I would go to Google and do search for reviews of these providers. Or, perhaps, the cross-org registry provides some scoring features where (un)happy consumers can share their opinions (like on eBay)...

Best,
Radovan



--
Radovan Janecek
http://radovanjanecek.net/blog

On 3/1/06, deriv676 <[EMAIL PROTECTED] > wrote:
Hi,

I'm thinking of some b2b scenarios. I'm a company that needs to buy
sprockets because I'm building bikes. Say I manage to find in some
cross-organization registry the service interfaces of 10 sprocket
sellers and somehow I know how to use all of them. Now I have to
choose one and order 500 sprockets. How do I address the issue of
trust? Which one of the 10 sellers is most trust-worthy? I don't mean
QoS or security, I mean which one is least likely to send me defective
sprockets, which one is least likely to be late with my order, which
one is least likely to be a phantom site ripping me off?

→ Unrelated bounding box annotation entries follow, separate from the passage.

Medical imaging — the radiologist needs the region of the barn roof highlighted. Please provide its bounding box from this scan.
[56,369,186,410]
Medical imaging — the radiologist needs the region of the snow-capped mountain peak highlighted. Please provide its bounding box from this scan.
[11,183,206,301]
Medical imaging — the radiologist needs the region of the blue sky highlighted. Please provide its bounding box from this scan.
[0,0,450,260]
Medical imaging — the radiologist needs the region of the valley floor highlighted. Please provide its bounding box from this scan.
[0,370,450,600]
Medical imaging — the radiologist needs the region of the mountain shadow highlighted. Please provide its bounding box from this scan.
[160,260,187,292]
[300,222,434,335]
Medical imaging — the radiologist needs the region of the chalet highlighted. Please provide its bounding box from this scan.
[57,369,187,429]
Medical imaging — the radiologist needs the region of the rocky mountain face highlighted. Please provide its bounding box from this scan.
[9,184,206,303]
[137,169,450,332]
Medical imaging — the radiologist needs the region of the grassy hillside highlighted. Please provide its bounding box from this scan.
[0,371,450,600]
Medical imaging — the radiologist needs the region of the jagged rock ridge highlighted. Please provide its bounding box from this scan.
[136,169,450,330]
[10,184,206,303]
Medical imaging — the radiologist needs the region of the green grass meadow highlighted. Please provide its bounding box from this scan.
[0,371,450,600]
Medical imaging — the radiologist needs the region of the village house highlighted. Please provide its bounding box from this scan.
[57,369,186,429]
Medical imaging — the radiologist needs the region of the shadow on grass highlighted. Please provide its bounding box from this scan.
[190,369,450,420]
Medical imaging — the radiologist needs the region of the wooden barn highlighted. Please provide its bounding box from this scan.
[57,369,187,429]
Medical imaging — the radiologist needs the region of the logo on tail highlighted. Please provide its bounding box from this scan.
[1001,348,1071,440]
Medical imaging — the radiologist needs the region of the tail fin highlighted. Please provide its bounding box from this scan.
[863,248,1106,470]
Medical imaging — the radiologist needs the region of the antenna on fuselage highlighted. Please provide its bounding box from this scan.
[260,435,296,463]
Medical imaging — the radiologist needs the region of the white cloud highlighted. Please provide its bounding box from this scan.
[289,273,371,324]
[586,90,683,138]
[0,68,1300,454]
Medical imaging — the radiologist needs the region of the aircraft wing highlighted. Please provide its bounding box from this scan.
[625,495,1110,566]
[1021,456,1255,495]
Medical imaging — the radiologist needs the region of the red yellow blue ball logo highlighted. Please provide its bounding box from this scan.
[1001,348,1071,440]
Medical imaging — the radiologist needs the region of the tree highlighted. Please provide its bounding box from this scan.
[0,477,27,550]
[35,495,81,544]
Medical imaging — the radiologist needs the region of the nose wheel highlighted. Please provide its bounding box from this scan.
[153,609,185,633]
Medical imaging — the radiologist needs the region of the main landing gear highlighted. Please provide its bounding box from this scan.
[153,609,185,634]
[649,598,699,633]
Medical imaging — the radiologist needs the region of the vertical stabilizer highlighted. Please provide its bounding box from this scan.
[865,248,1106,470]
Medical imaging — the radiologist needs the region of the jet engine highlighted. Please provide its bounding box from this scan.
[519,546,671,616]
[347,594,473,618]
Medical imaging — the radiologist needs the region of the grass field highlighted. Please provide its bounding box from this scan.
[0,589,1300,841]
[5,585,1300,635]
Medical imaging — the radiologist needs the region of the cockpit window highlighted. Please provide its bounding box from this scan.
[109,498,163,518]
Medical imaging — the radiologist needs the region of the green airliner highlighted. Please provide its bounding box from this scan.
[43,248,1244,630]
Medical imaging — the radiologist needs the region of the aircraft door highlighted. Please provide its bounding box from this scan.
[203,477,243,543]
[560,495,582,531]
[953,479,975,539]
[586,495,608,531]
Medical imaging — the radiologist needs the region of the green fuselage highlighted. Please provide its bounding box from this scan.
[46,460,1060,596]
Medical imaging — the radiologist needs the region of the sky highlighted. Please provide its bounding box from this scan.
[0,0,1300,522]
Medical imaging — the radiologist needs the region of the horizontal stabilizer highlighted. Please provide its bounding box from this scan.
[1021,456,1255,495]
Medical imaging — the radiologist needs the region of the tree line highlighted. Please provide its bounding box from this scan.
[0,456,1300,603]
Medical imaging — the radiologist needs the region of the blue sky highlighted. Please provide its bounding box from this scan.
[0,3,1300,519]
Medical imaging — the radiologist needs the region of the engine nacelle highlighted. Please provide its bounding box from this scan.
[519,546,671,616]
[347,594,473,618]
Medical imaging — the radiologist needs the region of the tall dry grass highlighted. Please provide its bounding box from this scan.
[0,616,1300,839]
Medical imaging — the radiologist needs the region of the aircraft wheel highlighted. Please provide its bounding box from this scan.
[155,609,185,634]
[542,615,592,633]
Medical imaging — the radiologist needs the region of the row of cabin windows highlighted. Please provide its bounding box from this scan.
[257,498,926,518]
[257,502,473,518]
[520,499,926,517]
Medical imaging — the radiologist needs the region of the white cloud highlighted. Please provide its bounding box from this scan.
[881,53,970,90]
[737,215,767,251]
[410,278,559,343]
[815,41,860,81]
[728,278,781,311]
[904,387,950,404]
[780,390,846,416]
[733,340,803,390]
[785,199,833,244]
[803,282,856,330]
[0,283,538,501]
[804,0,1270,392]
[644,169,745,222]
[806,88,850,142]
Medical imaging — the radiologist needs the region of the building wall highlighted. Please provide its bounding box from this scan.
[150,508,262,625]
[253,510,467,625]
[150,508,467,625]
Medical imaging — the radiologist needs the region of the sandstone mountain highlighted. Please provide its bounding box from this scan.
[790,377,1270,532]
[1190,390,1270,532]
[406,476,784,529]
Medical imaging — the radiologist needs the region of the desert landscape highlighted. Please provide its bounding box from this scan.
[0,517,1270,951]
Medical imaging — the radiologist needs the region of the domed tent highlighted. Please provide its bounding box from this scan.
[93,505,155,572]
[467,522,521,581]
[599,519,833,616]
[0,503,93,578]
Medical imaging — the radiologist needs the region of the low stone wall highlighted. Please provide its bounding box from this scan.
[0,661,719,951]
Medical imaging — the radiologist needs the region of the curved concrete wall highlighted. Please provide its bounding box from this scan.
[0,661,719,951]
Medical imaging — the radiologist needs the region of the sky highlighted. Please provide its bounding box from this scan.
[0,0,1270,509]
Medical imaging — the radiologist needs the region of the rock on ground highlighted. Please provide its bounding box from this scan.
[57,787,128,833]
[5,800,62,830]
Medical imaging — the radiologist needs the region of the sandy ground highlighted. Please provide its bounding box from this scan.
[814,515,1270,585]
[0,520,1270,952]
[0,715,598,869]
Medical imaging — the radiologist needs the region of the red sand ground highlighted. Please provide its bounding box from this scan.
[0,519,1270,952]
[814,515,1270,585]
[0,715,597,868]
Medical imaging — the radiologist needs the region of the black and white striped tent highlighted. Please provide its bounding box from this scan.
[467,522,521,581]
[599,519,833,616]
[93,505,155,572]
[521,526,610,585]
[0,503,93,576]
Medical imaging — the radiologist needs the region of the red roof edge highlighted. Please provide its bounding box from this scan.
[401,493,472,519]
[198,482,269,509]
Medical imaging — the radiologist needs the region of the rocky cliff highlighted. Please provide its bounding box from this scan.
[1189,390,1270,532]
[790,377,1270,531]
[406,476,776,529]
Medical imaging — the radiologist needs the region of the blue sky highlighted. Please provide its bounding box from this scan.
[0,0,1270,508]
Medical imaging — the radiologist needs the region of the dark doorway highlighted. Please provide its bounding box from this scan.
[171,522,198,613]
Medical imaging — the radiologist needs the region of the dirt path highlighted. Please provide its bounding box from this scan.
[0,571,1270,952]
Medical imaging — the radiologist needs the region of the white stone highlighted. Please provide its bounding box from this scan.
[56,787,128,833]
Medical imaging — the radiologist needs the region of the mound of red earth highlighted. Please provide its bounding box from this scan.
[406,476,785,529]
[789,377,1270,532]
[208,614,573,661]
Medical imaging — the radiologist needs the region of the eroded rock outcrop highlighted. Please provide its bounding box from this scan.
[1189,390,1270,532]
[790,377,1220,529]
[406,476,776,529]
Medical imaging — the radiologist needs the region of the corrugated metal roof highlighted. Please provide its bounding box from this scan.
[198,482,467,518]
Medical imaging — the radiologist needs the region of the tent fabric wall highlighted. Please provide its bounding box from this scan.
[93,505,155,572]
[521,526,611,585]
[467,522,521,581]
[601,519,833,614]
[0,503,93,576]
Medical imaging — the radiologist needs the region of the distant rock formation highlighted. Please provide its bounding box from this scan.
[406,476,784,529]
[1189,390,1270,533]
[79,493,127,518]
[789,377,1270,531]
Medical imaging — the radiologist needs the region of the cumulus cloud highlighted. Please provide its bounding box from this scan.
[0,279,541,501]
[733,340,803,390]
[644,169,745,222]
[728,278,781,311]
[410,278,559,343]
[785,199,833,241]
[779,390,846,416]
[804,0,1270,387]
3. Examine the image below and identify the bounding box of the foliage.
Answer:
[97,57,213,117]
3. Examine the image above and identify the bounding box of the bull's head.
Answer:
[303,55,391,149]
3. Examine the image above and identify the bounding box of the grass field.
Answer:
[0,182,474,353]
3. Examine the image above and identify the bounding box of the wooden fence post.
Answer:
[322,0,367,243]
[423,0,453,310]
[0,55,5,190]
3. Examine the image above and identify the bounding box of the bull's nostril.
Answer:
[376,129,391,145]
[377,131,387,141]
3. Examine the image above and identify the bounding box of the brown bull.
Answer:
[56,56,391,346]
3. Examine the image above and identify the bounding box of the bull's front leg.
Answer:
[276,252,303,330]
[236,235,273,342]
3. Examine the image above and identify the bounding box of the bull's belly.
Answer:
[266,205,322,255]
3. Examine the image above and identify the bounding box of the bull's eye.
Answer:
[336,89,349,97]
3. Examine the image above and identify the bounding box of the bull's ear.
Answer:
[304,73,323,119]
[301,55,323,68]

I know about the ways you can express "trust information" in a WS
service interface. But the key issue is that this information has to
be true, so it has to somehow be managed by a third (trusted) party
(some government agency?). Or the track record of delivering orders of
that seller is available somewhere, again under the control of some
trusted third party.

What are the ways to deal with this?